Il rassembla ses affaires, prit l’attelle d’une main, et de l’autre, il saisit celle de Wuhuan.

Ainsi commença leur périple.

Ils traversèrent villages anciens et petites cités, sillonnèrent ruelles et avenues. En tant que médecins itinérants, ils rencontraient surtout des gens modestes. Song Qingshi soignait les malades, tandis que Wuhuan assurait la communication. Parfois, ils croisaient des lettrés : ils ne leur demandaient rien, mais sollicitaient leur aide pour apprendre à Wuhuan quelques caractères. S’ils croisaient des menuisiers, ils leur demandaient de graver deux ou trois ouvrages.

Ils rencontrèrent beaucoup de gens intéressants, vécurent nombre d’aventures plaisantes, mais aussi des dangers et des ennuis.

Le printemps laissa place à l’hiver, la chaleur succéda au froid.
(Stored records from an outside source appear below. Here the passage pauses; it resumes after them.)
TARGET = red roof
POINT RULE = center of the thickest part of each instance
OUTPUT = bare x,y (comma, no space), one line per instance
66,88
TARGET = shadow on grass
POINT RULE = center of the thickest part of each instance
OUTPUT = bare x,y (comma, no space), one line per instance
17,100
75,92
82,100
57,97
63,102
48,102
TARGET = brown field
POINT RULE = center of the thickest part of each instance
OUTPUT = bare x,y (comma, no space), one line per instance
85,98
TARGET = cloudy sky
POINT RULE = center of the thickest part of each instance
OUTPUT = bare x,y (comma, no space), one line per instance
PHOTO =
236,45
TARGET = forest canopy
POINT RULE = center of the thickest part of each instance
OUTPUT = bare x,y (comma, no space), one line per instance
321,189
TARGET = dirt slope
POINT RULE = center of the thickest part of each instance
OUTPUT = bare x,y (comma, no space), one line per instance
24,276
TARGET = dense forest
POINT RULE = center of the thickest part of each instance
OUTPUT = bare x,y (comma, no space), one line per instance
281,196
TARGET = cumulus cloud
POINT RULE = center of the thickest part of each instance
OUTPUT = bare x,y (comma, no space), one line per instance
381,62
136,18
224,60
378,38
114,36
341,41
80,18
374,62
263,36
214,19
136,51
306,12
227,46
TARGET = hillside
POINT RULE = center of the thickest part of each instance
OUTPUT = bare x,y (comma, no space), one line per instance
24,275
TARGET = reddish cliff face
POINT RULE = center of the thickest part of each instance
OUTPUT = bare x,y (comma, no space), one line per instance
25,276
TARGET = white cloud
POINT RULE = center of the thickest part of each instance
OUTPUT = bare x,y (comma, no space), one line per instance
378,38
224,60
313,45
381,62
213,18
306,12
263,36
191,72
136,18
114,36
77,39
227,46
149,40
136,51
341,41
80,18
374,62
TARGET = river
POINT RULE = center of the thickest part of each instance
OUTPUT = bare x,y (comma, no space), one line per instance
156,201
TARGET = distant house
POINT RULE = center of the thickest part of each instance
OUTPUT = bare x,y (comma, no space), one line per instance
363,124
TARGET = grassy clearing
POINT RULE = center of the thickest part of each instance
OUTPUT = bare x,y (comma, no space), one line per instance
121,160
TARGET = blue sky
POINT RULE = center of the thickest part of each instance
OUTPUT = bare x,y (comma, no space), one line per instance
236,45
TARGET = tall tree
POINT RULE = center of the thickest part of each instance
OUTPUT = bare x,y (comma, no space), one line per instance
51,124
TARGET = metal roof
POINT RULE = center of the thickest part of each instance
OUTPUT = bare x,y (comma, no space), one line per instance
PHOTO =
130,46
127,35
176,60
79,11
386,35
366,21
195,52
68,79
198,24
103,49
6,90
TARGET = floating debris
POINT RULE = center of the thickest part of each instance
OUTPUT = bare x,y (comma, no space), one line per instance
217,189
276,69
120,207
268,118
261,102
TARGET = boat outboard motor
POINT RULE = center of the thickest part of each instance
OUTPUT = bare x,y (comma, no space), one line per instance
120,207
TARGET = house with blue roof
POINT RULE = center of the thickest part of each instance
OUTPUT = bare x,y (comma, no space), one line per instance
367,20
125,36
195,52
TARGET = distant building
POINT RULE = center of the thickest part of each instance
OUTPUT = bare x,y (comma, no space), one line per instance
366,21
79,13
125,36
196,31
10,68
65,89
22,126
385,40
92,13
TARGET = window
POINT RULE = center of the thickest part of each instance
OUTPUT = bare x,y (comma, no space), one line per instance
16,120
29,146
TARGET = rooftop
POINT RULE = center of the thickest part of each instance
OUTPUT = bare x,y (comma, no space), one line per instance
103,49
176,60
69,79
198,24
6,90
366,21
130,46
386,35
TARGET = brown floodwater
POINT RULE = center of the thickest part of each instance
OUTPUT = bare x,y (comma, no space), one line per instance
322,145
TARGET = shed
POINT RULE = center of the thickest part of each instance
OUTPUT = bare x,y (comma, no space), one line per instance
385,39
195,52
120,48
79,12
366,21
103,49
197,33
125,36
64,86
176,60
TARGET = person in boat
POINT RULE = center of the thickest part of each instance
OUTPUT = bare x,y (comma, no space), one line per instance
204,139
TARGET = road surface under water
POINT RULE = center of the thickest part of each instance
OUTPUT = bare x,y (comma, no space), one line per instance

Un jour, Wuhuan atteignit enfin le stade de la construction de la Fondation.

Lorsqu’il se retourna soudain sur le passé, il constata que dix années s’étaient écoulées, dans un souffle…

Le garçon muet avait grandi, mais sa douceur demeurait intacte, tout comme ce parfum subtil de plantes médicinales.

Ensemble, ils avaient fait tinter leur grelot à travers montagnes et rivières, bravé mille périls, exploré les merveilles du monde.

Et pourtant, peu importe les lieux qu’ils traversaient, les épreuves qu’ils affrontaient, les événements qu’ils vivaient…

Cette main, qui tenait fermement la sienne, ne l’avait jamais lâchée.